Orlando - STC

Virginia Wolf's strange exploration of gender is taken on by the STC.
Matt Abotomey
Published on November 20, 2015

Overview

I'm not sure if 'show, don't tell' is as cardinal a rule for theatre as it is for film, but the Sydney Theatre Company's production of Orlando, directed by Sarah Goodes, is an excellent example of why it should be. Snippets from Virginia Woolf's source text which could have made some incredible images if further explored  — the great frost for example, in which a young woman from Norwich was "seen by onlookers to turn visibly to powder" — are tossed away in narration as instead excessive use is made, yet again, of the stage's revolve.

Tone is also a major problem. In the first five minutes, the source, a satirical, poetic, mysterious exploration of the biographical form and a fascinating subject, is frog-marched to the pantomime gallows and hung high. It spasms occasionally, Woolf's text struggling to escape its current form.

Orlando is a boy — "for there could be no doubt about his sex, though the fashion of the time did something to disguise it" — and an aspiring Elizabethan poet who catches the Queen's eye. After a series of emotional misadventures, he finds himself dealt an unusual hand; approaching middle age, he transforms into a woman — and an immortal one at that. The narrative sees her navigate her way through the centuries to the 'present moment' of the 1920s.

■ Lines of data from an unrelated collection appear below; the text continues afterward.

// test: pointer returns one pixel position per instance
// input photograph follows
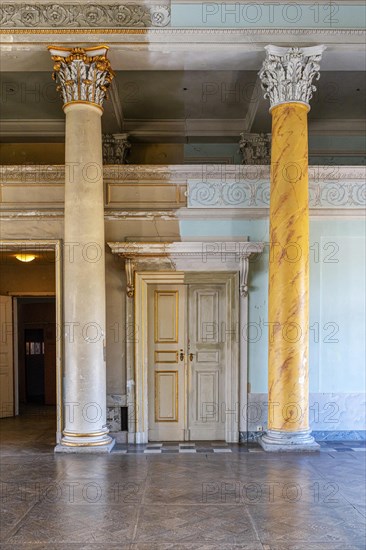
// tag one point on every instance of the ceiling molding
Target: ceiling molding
(32, 127)
(175, 173)
(248, 214)
(57, 214)
(149, 129)
(176, 34)
(334, 126)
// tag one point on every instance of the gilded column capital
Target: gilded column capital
(287, 74)
(83, 75)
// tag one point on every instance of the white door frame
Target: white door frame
(230, 408)
(157, 262)
(54, 245)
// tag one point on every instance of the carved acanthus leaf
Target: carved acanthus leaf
(287, 74)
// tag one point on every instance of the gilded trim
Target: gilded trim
(156, 395)
(157, 352)
(91, 444)
(93, 434)
(156, 315)
(83, 103)
(74, 31)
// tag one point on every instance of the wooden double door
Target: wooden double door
(186, 362)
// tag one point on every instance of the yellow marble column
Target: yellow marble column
(287, 75)
(83, 75)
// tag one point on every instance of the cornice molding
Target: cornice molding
(187, 36)
(175, 173)
(57, 214)
(78, 15)
(210, 187)
(190, 249)
(178, 128)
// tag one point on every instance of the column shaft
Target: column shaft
(287, 75)
(288, 295)
(83, 76)
(84, 278)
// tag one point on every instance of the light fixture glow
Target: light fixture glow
(25, 257)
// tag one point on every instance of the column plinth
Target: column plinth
(287, 79)
(84, 385)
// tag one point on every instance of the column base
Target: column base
(104, 445)
(278, 441)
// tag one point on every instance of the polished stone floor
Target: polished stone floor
(194, 500)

The cast is made up of a four-man chorus/ensemble (Matthew Backer, John Gaden, Garth Holcombe and Anthony Taufa), Sasha — an enigmatic Russian love interest played by Luisa Hastings Edge — and Jacqueline McKenzie as Orlando. They all shine during particular moments — although for a script which sets about complicating notions of gender, there are a disturbing number of Widow Twankeys that appear throughout proceedings. That said, once the laughter subsided, Gaden's Elizabeth was an interesting portrait of fading power and Backer's Marmaduke Shelmerdine was understated but intriguing in his defiance — hand in hand with Orlando — of the traditional parameters of gender.

The audience on opening night were no doubt engaged, laughing throughout and returning the cast to the stage for two encores. But with lines like "This must be middle age. I pick up a handbag and think of a dolphin frozen beneath the ocean", I can’t help but feel that there was a richer vein of strangeness and complexity to the piece that was flogged into submission by men in silly wigs.